May a contractor fulfill its obligation to invite its current employees to self-identify as having a disability by asking them to sign into an employee portal on the company Intranet?

The Section 503 regulations do not prescribe a particular method that contractors must use to invite its employees to self-identify. Contractors therefore have the flexibility to choose any method or methods that are reasonable and likely to be effective, given its particular circumstances. For example, contractors may choose to inform employees that it is inviting their self-identification in the same manner it uses to disseminate other important workplace notices to its employees. This might be emailing the notice of the survey and the self-identification form, or an Intranet link to the form, to all employees, or it might be prominently posting a notice with a link to the self-identification form on the company Intranet, prominently posting a notice and copies of the form in the employee lounge, or distributing a notice and copies of the form where employees go to sign in or pick up their paycheck.

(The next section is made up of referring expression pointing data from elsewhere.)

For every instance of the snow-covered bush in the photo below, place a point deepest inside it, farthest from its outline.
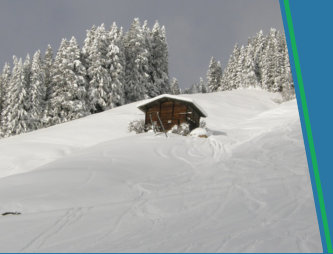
(137, 125)
(183, 129)
(199, 132)
(202, 124)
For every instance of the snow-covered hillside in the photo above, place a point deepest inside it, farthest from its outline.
(90, 186)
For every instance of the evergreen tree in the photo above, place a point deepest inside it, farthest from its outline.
(203, 86)
(15, 116)
(47, 65)
(4, 86)
(67, 100)
(214, 75)
(137, 68)
(116, 56)
(37, 92)
(174, 87)
(99, 88)
(158, 61)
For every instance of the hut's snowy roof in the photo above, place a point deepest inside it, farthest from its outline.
(142, 105)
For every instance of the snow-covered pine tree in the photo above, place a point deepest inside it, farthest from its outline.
(87, 46)
(4, 86)
(99, 88)
(228, 81)
(269, 71)
(214, 75)
(288, 89)
(175, 87)
(47, 65)
(203, 86)
(15, 116)
(117, 59)
(67, 100)
(158, 61)
(249, 78)
(137, 66)
(36, 93)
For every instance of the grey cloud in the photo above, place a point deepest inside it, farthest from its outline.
(196, 29)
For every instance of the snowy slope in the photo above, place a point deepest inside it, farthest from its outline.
(90, 186)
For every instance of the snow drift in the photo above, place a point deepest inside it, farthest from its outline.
(90, 186)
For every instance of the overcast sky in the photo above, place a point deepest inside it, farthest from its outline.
(196, 29)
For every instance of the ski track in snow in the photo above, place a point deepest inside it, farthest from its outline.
(245, 188)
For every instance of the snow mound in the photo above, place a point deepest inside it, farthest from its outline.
(199, 132)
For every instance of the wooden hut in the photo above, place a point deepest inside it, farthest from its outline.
(171, 110)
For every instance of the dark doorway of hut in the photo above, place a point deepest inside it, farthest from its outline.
(161, 123)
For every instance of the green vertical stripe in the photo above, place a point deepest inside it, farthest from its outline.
(308, 127)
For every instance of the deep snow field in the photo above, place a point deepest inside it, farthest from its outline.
(90, 186)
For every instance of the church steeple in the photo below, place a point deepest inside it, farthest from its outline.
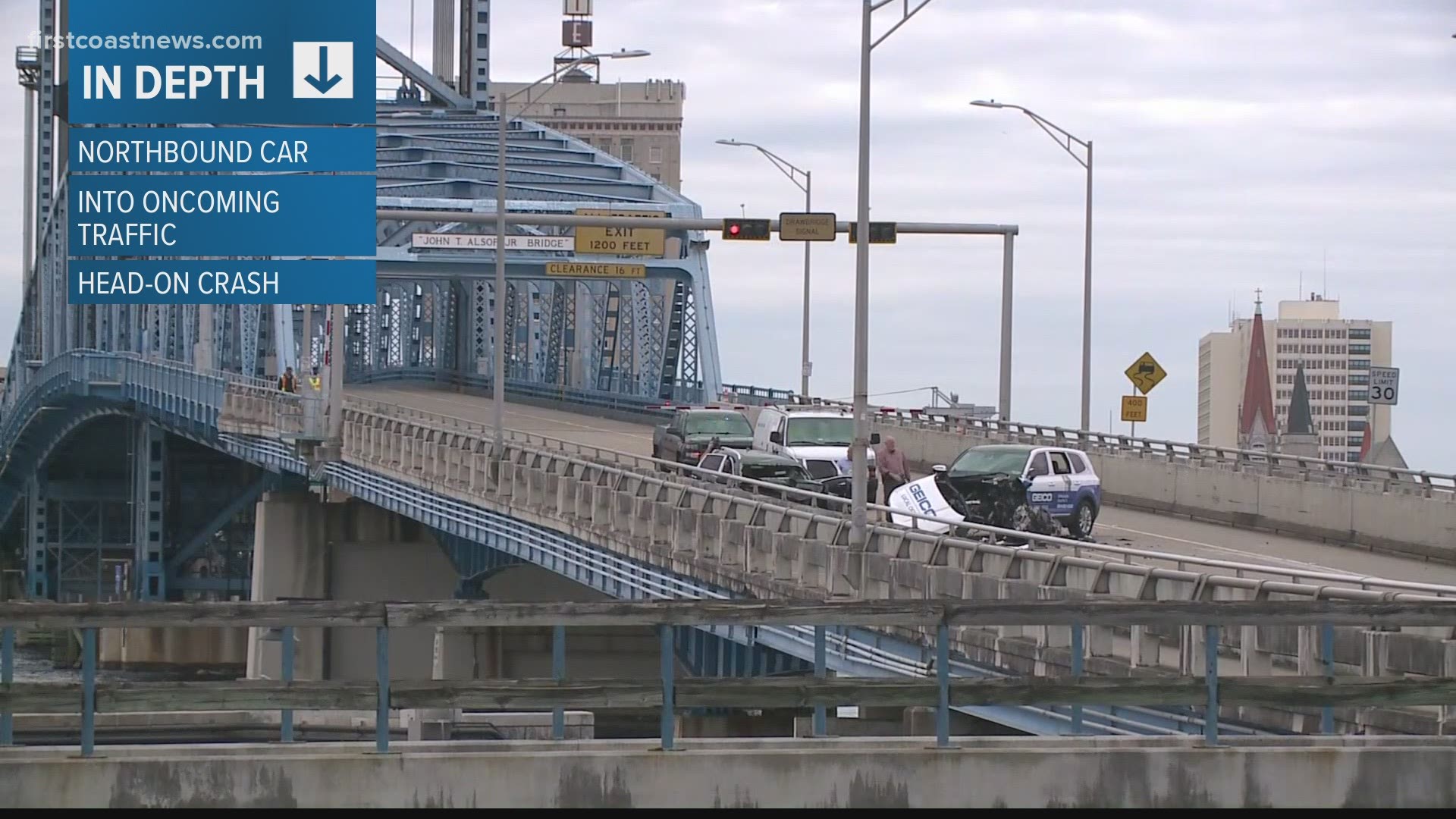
(1257, 411)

Utilization Analysis for Disabled

Background on FAQ

On the next affirmative action plan after March 24, 2014, contractors must conduct a utilization analysis to determine the whether 7% of each job group (or for the entire workforce if the contractor has less than 100 employees) is comprised of individuals with disabilities.

New FAQ            

Some contractors have wondered whether they may be able to exclude employees from this analysis if they do not respond to the invitation to identify their disabled status.  Not surprisingly, OFCCP indicated in the following FAQ that employees who did not respond should be counted in the analysis as nondisabled individuals unless the contractor has actual knowledge that those employees are disabled.

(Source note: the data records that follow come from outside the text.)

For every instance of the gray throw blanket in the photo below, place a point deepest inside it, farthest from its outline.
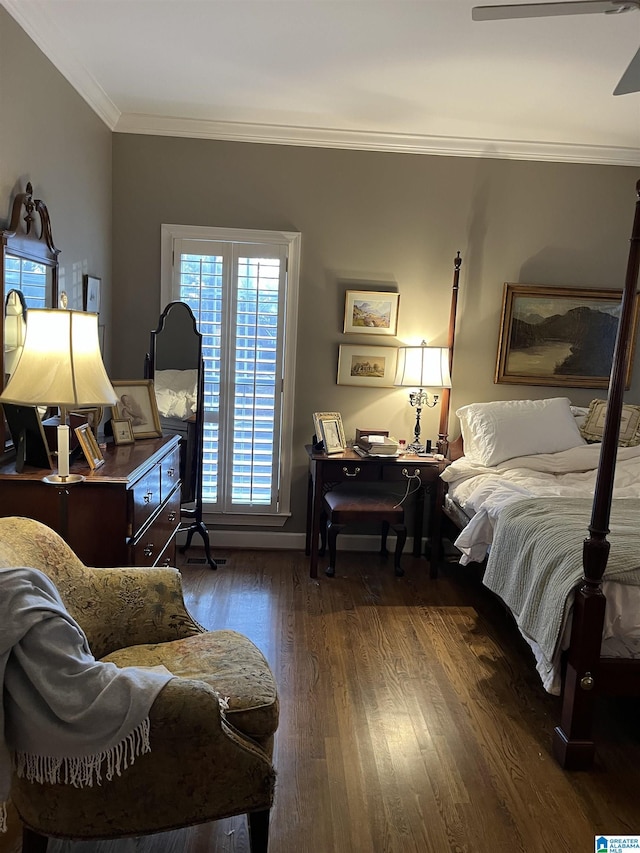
(66, 718)
(536, 559)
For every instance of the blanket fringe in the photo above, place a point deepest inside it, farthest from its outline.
(85, 771)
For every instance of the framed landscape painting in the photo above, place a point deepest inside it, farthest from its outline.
(559, 336)
(373, 367)
(371, 312)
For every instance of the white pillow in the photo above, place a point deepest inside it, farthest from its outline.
(176, 392)
(494, 432)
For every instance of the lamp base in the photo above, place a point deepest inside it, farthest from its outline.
(69, 480)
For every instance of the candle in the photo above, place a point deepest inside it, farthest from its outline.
(63, 450)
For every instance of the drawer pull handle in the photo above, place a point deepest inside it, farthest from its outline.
(409, 475)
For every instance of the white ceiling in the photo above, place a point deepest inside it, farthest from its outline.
(397, 75)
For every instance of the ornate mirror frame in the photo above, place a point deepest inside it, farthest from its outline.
(29, 238)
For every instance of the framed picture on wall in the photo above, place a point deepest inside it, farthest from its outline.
(559, 336)
(137, 403)
(368, 312)
(369, 367)
(91, 293)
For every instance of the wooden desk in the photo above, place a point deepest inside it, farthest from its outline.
(126, 512)
(325, 472)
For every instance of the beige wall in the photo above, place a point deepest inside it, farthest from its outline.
(366, 218)
(371, 219)
(51, 137)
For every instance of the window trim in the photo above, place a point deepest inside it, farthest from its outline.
(292, 241)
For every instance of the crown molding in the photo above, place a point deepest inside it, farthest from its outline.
(373, 141)
(39, 26)
(34, 19)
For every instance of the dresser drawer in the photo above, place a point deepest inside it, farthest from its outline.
(352, 471)
(400, 472)
(146, 498)
(169, 473)
(151, 543)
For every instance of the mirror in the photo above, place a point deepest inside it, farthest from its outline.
(29, 268)
(176, 367)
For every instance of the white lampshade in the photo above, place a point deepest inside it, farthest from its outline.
(423, 367)
(60, 363)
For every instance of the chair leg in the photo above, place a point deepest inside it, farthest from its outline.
(259, 831)
(385, 533)
(401, 538)
(332, 535)
(33, 842)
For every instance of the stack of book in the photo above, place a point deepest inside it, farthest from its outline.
(377, 442)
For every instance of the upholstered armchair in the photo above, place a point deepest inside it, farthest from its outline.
(205, 762)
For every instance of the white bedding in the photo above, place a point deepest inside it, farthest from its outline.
(483, 491)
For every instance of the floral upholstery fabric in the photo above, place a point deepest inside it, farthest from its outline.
(205, 763)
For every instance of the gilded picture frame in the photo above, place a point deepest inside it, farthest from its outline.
(320, 417)
(368, 367)
(559, 336)
(89, 445)
(137, 402)
(370, 312)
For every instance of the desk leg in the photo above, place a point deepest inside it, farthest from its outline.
(316, 506)
(418, 510)
(307, 536)
(435, 528)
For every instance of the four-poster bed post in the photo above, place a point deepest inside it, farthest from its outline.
(443, 429)
(587, 675)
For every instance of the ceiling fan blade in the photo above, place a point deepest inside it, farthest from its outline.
(630, 81)
(543, 10)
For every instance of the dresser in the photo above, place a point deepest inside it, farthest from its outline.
(125, 513)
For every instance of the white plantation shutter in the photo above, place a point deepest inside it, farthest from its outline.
(238, 292)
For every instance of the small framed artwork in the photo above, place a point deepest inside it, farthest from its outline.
(559, 336)
(137, 403)
(93, 416)
(91, 294)
(122, 431)
(373, 367)
(319, 417)
(331, 436)
(89, 445)
(369, 312)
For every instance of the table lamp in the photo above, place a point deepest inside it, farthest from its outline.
(422, 367)
(61, 366)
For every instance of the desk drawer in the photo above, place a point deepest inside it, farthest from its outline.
(146, 498)
(153, 541)
(352, 471)
(169, 473)
(401, 471)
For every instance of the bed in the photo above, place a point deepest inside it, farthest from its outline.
(548, 497)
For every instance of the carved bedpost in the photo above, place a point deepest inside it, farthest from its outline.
(443, 429)
(572, 742)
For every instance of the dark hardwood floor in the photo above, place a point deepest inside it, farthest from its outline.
(412, 721)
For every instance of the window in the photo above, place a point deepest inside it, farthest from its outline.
(242, 288)
(29, 277)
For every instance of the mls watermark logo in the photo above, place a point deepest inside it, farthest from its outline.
(616, 843)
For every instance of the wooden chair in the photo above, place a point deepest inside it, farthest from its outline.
(348, 506)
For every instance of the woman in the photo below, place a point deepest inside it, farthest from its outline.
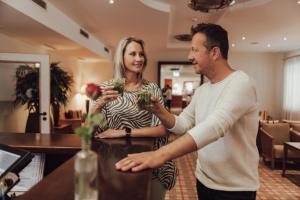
(123, 115)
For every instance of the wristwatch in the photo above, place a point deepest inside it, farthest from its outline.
(127, 132)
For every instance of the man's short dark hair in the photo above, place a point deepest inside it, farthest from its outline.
(216, 36)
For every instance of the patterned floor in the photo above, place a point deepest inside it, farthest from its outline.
(272, 185)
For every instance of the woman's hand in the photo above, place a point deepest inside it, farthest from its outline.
(140, 161)
(111, 133)
(108, 94)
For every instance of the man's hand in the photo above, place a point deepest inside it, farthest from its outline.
(157, 107)
(108, 94)
(140, 161)
(111, 133)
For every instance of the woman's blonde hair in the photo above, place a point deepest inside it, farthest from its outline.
(119, 57)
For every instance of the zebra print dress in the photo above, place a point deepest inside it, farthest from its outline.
(124, 112)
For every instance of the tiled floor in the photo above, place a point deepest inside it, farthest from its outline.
(272, 185)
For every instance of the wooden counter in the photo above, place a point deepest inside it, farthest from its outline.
(59, 184)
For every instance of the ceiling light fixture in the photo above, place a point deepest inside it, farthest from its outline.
(176, 73)
(209, 5)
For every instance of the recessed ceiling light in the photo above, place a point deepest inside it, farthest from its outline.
(194, 19)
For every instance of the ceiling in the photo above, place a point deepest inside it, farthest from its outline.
(262, 22)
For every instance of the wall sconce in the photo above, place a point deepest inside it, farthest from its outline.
(87, 100)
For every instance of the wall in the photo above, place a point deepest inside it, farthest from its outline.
(14, 119)
(265, 68)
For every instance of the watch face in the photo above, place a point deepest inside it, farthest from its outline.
(128, 130)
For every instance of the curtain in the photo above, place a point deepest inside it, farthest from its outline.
(291, 89)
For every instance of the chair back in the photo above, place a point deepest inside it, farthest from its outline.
(279, 131)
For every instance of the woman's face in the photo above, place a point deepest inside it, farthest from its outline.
(134, 58)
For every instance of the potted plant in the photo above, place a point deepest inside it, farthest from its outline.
(27, 92)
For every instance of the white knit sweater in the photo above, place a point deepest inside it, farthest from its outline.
(222, 118)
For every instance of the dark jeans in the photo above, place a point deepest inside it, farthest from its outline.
(205, 193)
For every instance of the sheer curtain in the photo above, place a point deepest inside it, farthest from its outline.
(291, 89)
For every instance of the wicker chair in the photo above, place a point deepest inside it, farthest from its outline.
(273, 136)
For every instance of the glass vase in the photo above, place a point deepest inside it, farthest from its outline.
(86, 170)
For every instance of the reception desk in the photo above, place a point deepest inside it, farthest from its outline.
(59, 184)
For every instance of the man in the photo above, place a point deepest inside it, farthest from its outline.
(221, 122)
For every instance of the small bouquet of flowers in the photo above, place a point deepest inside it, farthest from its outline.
(93, 120)
(144, 99)
(93, 91)
(119, 85)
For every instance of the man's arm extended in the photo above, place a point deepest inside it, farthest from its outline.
(153, 159)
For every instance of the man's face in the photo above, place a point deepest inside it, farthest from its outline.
(199, 55)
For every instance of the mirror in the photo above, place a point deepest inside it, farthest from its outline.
(182, 79)
(13, 119)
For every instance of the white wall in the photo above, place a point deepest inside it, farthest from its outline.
(83, 72)
(265, 68)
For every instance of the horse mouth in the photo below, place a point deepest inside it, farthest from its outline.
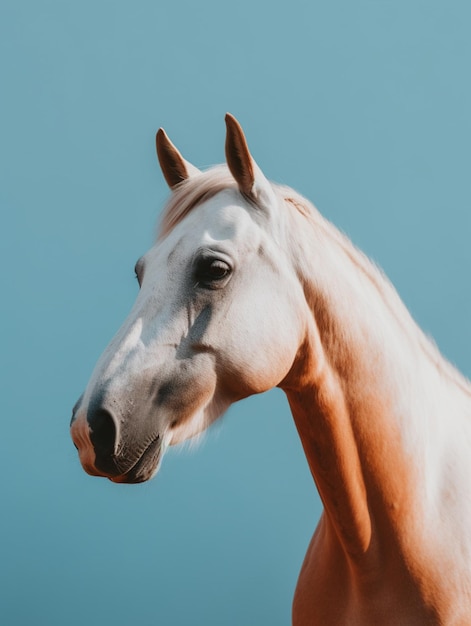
(145, 467)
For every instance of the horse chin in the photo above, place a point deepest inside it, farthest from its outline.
(145, 468)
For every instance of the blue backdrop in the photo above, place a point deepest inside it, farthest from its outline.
(362, 106)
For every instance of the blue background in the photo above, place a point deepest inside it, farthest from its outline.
(362, 106)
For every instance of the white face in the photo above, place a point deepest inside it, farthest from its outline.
(214, 322)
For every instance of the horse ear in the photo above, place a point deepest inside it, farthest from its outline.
(248, 175)
(250, 178)
(174, 167)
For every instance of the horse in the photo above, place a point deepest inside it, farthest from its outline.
(246, 288)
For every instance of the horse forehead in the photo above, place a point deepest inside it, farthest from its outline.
(225, 218)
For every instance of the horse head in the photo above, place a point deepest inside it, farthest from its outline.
(217, 317)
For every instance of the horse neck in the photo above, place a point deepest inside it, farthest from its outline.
(366, 393)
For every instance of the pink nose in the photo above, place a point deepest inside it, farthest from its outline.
(94, 436)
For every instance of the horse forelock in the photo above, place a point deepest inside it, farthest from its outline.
(191, 192)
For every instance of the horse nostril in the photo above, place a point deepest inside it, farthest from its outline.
(103, 432)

How should non-responses to the invitation to self-identify as an individual with a disability be treated when conducting the utilization analysis?

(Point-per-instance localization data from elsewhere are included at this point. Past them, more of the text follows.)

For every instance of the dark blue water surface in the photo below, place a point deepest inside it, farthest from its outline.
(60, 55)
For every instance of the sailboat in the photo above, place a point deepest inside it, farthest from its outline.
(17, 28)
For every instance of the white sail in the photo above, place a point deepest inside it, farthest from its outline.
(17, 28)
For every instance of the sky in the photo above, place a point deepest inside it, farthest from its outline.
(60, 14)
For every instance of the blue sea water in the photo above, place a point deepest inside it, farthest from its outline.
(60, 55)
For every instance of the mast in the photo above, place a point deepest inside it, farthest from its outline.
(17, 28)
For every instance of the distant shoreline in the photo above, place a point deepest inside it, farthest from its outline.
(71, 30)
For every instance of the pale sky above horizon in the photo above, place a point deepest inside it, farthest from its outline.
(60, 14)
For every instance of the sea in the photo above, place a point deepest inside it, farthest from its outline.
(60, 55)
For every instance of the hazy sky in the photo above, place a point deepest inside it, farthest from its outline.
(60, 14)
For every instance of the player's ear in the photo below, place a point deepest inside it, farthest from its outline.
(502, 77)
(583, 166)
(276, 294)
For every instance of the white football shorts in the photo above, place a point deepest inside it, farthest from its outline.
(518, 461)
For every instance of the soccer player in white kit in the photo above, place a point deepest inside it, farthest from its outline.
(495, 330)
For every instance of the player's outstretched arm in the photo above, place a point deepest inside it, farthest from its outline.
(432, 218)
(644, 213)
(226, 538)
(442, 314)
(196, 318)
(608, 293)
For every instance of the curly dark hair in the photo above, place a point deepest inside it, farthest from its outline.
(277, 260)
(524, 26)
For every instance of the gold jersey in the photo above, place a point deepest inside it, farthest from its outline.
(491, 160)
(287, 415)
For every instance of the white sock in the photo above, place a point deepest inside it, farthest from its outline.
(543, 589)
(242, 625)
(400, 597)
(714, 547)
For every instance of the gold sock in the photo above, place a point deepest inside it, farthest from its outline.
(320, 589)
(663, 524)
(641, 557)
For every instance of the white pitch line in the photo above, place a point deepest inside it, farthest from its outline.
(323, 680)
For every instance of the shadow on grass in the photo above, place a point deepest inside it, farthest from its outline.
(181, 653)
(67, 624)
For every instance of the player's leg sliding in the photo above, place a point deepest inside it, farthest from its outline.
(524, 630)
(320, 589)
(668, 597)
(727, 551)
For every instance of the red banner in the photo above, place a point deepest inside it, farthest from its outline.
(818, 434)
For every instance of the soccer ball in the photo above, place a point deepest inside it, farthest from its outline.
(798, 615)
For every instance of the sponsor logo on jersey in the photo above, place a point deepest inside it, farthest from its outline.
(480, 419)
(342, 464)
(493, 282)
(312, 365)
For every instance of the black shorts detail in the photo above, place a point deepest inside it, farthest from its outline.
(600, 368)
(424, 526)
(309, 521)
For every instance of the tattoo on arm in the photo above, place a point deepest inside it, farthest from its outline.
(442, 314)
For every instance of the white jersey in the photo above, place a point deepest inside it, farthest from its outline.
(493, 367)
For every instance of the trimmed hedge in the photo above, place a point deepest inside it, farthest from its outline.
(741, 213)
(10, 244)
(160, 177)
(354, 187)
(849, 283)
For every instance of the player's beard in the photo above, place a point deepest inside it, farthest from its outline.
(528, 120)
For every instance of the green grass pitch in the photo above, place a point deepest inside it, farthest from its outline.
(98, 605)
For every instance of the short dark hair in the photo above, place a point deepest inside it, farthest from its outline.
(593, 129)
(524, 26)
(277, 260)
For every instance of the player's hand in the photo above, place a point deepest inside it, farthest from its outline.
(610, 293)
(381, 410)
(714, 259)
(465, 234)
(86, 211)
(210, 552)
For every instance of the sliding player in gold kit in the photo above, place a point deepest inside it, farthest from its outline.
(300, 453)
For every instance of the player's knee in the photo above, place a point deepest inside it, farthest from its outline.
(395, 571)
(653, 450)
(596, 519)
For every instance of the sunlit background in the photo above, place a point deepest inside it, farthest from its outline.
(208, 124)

The regulations require contractors to conduct an annual utilization analysis to determine the representation of people with disabilities in each job group, or if it has 100 or fewer employees, in its workforce as a whole. To calculate the percentage of a job group (or workforce) that is comprised of people with disabilities contractors should use the same methodology used to calculate the percentage of a job group (or workforce) that is comprised of any other specific demographic group. Specifically, contractors should compare the number of individuals identified as having a disability to the total number of employees in the job group. Non-responses should be counted solely in the job group (or workforce) total, unless the contractor has actual knowledge that a particular non-responsive individual(s) has a disability. The contractor may count as an individual with a disability any individual who it actually knows to have a disability, whether or not the individual chose to self-identify.

Hiring of Disabled Candidates

In large part due to OFCCP’s repeated emphasis that contractors must take affirmative action to hire and promote individuals with disabilities in accordance with the new disability rules, contractors have wondered whether they could reject disabled candidates who met the basic or minimum qualifications for the position but were not the best candidates.  Although OFCCP correctly stated that contractors are only to hire the best qualified candidates for the position, in the following FAQ they underscored the importance of contractors having adequate and proper documentation to show why they selected a certain candidate over a minimally qualified individual with a disability.

Under the new regulations, must a contractor hire an individual with a disability who is not the best qualified but who meets the minimum requirements of the job for the purposes of affirmative action?

No. The Section 503 regulations do not require contractors to hire an individual who is not qualified for the position being sought. Nor do they require contractors to hire a less qualified candidate instead of the best qualified candidate for the purposes of affirmative action. However, it would not violate Section 503 for a contractor to select a person with a disability over a candidate without a disability who was equally or better qualified, so long as that selection was not based on a prohibited factor such as race, gender or ethnicity.